Ada lagi Jeng Tia, dia sama
sekali tidak mau diingatkan bahwa sebentar lagi usianya 30, bahkan tidak mau
mendengar kata “tiga puluh” atau
melihat angka 30. Cukup unik memang yang satu ini.
Tapi semua itu hanyalah sebuah random sampling opini dan stereotype
yang setiap orang bebas memiliki pendapatnya sendiri. Saya sendiri yang sebentar lagi memasuki dekade
ke 3 awalnya merasakan sesuatu yang nano-nano. Antara senang, sedih, deg-degan, bingung what to do next, dan perasaan-perasaan
lain yang unexplainable. Perasaan
antara nilai keterikatan sosial orang timur dengan nilai kebebasan individu
orang barat.
Kini saya lebih banyak menikmati
sisa 20an saya dengan target-target yang secara realistis bisa saya lakukan.
Saya lebih banyak bersyukur dengan mengenang kembali apa yang telah saya capai.

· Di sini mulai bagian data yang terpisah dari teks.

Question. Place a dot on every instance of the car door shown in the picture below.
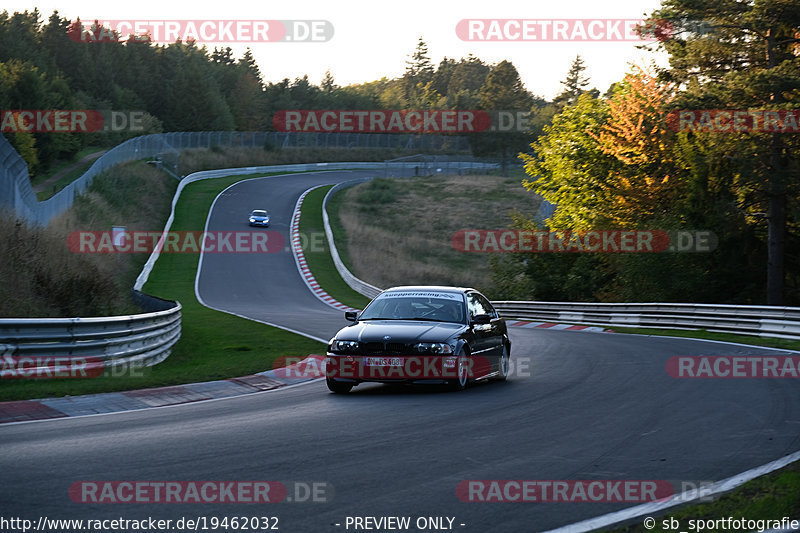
(495, 332)
(483, 344)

Bersyukur atas perjalanan hidup yang mungkin memang tidak mulus seperti yang
direncanakan, tapi perjalanan itu membawa saya kepada sebuah keadaan yang penuh
petualangan hidup. Bersyukur merasakan moment yang begitu intim dengan Tuhan
pada saat-saat keterpurukan. Tapi juga bersyukur setidaknya pernah merasakan
pulang hampir subuh dengan linglung dan mulut berbau alcohol. Bersyukur pernah
bertemu dengan orang-orang hebat, dan berteman dengan orang-orang baik meskipun
mereka datang dan pergi silih berganti.
Kini menyambut usia 30, saya
tidak akan terlalu serius dan kaku dengan keadaan, toh memang kita tidak diciptakan untuk bisa memenuhi harapan semua orang.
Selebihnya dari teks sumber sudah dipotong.